There are two parallel conversations about the future of retail that are quite active. One is within the book business and it centers around what the future will be — and will there be one? — for Barnes & Noble. The other one is about the future of retail competitors to Amazon in the broader sense, particularly the big retailers that anchor the malls and shopping centers and are depended upon to draw the traffic to all the other stores that share the same parking lots.
Whenever B&N announces financial results, the whole book business pays attention. When a chain with the ubiquity and brand of Toys R Us goes under, as it did last week, everybody pays attention.
Barnes & Noble has been feverishly changing executive management and delivering pretty vague and unconvincing strategic pronouncements in a context of declining revenues and a sliding stock price. Since B&N is both the single stop capable of putting a new title in front of the most bookstore customers and the single biggest retail customer for publishers’ backlists, it occupies a position of singular importance to almost every publisher.
Amazon may already be a bigger account for most publishers but that doesn’t change B&N’s unique importance. So it is not surprising that publishers obsess about the chain’s financial and operational health. And although I am still skeptical that their demise — or even a rapid shrinkage — is imminent, the consequences whenever it were to come to pass would be industry-changing. That made it a useful topic for the discussion which Nathan Bransford and I had about it which he recently captured for his blog.
Of broader interest is the impact Amazon is having on all retailers. So many of them — Sears, JC Penney, Macy’s — are very obviously struggling. This year alone, we’ve seen stories about the death of department stores and other retailers from the Atlantic, Business Insider (citing Warren Buffet as their expert), and Time, among many others. Borders is gone. Radio Shack is gone. And then last week came the word that Toys R Us is filing for bankruptcy. So Barnes & Noble’s struggles are within a context that goes way beyond them and way beyond the book business.

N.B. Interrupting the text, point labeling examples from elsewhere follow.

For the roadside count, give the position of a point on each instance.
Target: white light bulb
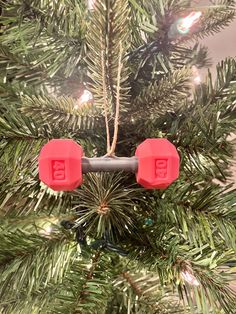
(187, 22)
(190, 278)
(196, 75)
(91, 4)
(86, 97)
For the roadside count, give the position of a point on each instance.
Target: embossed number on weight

The New York Times did a story last week about one retailer that is apparently thriving in the face of Amazon competition. That would be Best Buy. Coincidentally or presciently, the Times did a story about Best Buy competing effectively with Amazon four years ago!
The current story attributes Best Buy’s success to the obvious tactic of matching Amazon’s prices and to soft factors like being quiet about cutting costs (so as not to panic the employees) and “staying humble”. But the one single operational change Best Buy made to enhance their competitive position actually demonstrates why Amazon has the advantage over them and everybody else. And why that is not likely to change.

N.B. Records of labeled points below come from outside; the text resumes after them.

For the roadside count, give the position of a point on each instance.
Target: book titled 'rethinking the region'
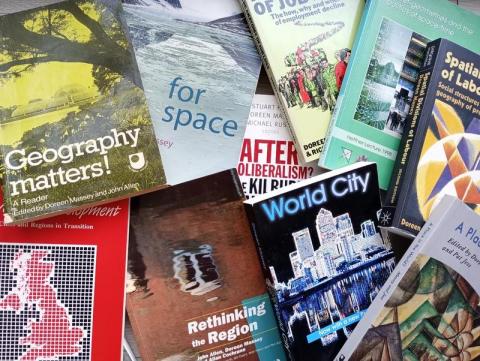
(268, 158)
(74, 123)
(199, 67)
(429, 308)
(373, 105)
(305, 46)
(440, 152)
(322, 256)
(196, 291)
(62, 286)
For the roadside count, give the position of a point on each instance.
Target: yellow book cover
(305, 46)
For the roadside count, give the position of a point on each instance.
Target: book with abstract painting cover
(322, 256)
(196, 290)
(199, 67)
(441, 154)
(305, 46)
(62, 286)
(75, 129)
(429, 307)
(268, 158)
(372, 107)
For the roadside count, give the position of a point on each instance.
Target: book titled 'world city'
(199, 68)
(372, 107)
(74, 123)
(305, 46)
(322, 256)
(196, 291)
(62, 286)
(429, 307)
(440, 152)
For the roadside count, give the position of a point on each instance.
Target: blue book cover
(199, 68)
(322, 256)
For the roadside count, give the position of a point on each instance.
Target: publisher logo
(137, 161)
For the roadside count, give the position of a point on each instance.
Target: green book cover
(305, 46)
(369, 118)
(74, 122)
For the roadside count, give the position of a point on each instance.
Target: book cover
(62, 286)
(372, 106)
(444, 150)
(197, 288)
(268, 158)
(428, 309)
(305, 46)
(322, 255)
(74, 124)
(199, 67)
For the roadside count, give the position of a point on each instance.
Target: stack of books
(153, 207)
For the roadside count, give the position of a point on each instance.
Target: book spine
(270, 288)
(405, 146)
(392, 283)
(420, 121)
(406, 143)
(271, 77)
(346, 81)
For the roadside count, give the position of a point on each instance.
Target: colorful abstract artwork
(432, 315)
(450, 160)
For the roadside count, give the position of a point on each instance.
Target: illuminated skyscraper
(344, 225)
(368, 229)
(303, 243)
(296, 264)
(348, 251)
(326, 228)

The operational change Best Buy made was to use their distributed store inventory to ship online orders received centrally. The Times piece highlights the reduction in delivery time to customers that can be achieved by shipping from one of the 1000 stores that is closer to the purchaser than a warehouse with the same product. In fact, that’s only one of at least three advantages. The most significant is that they are undoubtedly able to fill orders with stock on store shelves that they would have lost completely by not having stock of the same item in a warehouse. The other is a much more efficient, and therefore profitable, use of their inventory. They effectively need less stock to fill more orders.
Of course, all the retailers that have been crippled or gone under started as brick-and-mortar and made some attempt to build an online complement. That’s what Best Buy did. When you come at things from the other direction, having built a robust online business and then going into brick-and-mortar, what Best Buy had to discover and then build (and which their other competitors didn’t) is second nature.
This is the flip side of the massive economic advantage that Amazon has building out its store network at a time when retail space cost is tumbling.
Amazon first built a supply network of warehouses that could quickly deliver just about any product to just about any place in the US. Putting some of those products in locations called “retail” doesn’t really change anything. They already had the systems in place to know where everything was in response to any order.
When Amazon opened their first NYC store a couple of months ago, we observed that their cost of goods was inevitably going to be lower than another retailer because they could simply park inventory that sat on warehouse shelves on store shelves instead. It would still serve the potential online purchaser just as effectively, and it would fill a retail shelf space at the same time.
So Best Buy, first matching Amazon’s pricing, has now managed to engineer a match to one aspect of their inventory optimization. The Times indicates that Best Buy is still playing another important card, their ability to give competitors to Apple and Microsoft — both of are big enough to support their own retailing networks — a physical presence.
Amazon can’t do that. Yet. But the scale of Amazon’s ambitions are not known to anybody but Amazon. Author Brad Stone called them The Everything Store in his book because they sell every product. That has been demonstrated in spades by their recent acquisition of Whole Foods. The question is whether they intend to become The Only Significant Store. If that’s their plan, Best Buy may well run out of room to position themselves with competitive advantage.